I went to a friend's bridal shower this past weekend.
There are a lot of things that scare the shit out of me regarding bridal showers. The estrogen levels, for one. Growing up with just one older brother as sole companion, I've learned long ago to shun and denounce silly things like estrogen. Then, of course, bridal showers carry with them the implications of marriage, commitment, and til-death-or-my-lawyer-does-us-part. No thank you.
But those fears are to be expected. Still being relatively new at this wedding thing, I was unaware of a final kick in the bustier: finding a gift.
Aah, the obligatory gift-giving. While I do wish we were raining down
merely love and encouragement at these shindigs, the "shower" part
implies, of course, presents. Wedding-type presents. And here, I am so out of my element.

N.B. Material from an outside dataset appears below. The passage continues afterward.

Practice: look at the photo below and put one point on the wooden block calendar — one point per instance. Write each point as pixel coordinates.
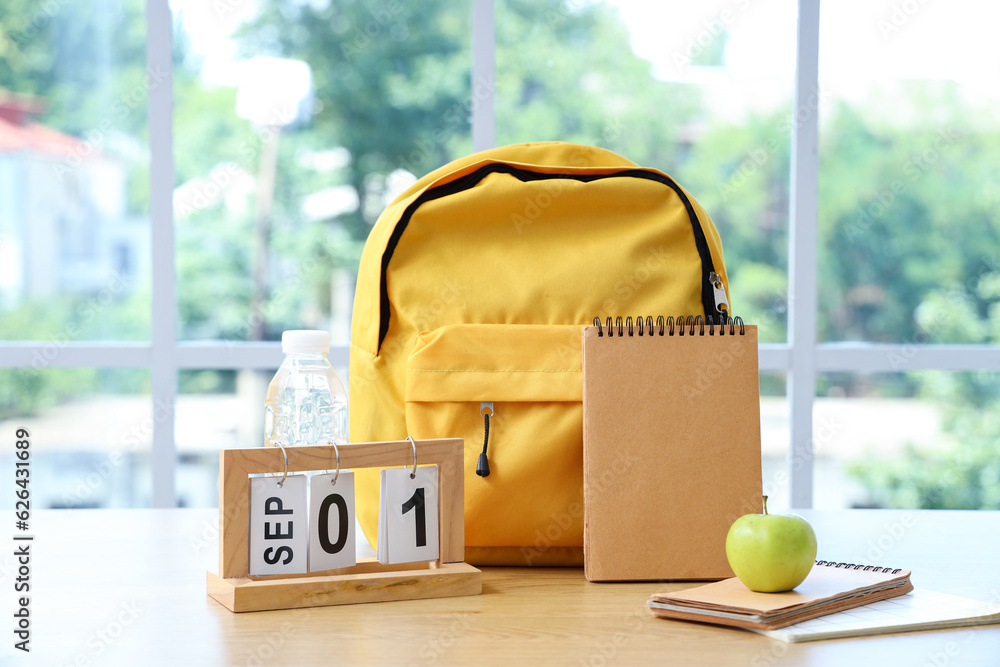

This kind of prim and proper gift-giving terrifies me! So, I inquired
hopefully as to whether this might be a good old-fashioned
mortify-the-bride bash, where I could just pick up a skanky pair of
clearance Vicky's Secret underwear to drape around the lucky gal's head
- to everyone's delight and amusement - then simply sanitize my hands
and be done with it. I was informed crisply that the bride's mother,
grandmother, aunt, and elderly neighbor would all be present; a
veritable chastity belt task force. Under no circumstances or pretenses
would it be that sort of a party.
It was a housewares sort of a party.
I was S.O.L.
You see, I like to call my style of décor is "budget bohemian." I live,
err, minimalistically, one might say. Houseware items in my
experience are purchased in varying 99-cent installments from Garden
Ridge... that is, the ones I can't somehow construct out of paper or
find for free. When I bring people cookies or a birthday cake, I have
to stand by patiently while they transfer said baked goods off of my
plate and onto one of their own, or I won't have anything to eat off of
at night.
I was so out of my element with the gift-giving.
Thank god for gift registries, you know? At least I had some idea
from where to start. With this comical wishlist of goodies, from paper
towel dispensers ("can I really get away with giving this as a gift?") to mattress pads ("do I really want to be that intimately involved in this couple's wedding night?"), I would have to find something. So I went, unknowingly and warm-heartedly, to Crate and Barrel. And that's when it began.
I had never been to a Crate and Barrel.
It has... changed me.
You see, my Budget Bohemian lifestyle is a choice. It represents who I
am, what I care about (or don't), where my values lie - not with
material goods or luxurious pleasures or an actual bed instead of the
poorly constructed futon frame I found on the side of the road (it
comes complete with the daily threat of tetanus!) - but with friends,
family, art, good music, self-knowledge. Cheap beer. Crate and Barrel
just never even blipped on the radar. I was far too above it,
lightyears beyond those automatons with their crisp linen sheets and
matching dinnerware.
Or so I was perfectly happy to claim.
Until I walked into Crate and Barrel.
It happened slowly, at first. I want a chaise lounge! I want a wooden slat Burmese end table!
And accelerated. I want my very own blown glass butter dish with matching toaster! My own spice rack! A personal wine chiller!
And then, simply, took over.
I want a melaya Batik pillow, too! I deserve a melaya Batik pillow! Oh,
that pillow. With its sultry, spicy shades of cinnamon curry cayenne.
Swimming in a sea of deep aubergine blooms... with botanical prints...
I mean, it was reminiscent of traditional Balinese wood block prints,
for heaven's sake!
Those bastards. They have broken me.
I went to Crate & Barrel in search of the Newlyweds' Cookbook
for my friend's bridal shower. I emerged with a plan. It's called
"phony engagement."
You're all invited to my bridal shower. You can find my registry at
Crate and Barrel and, just in case you get a wild hair, Pottery Barn.
Remember, furniture makes a great group gift.
Just make sure it matches with cinnamon curry cayenne.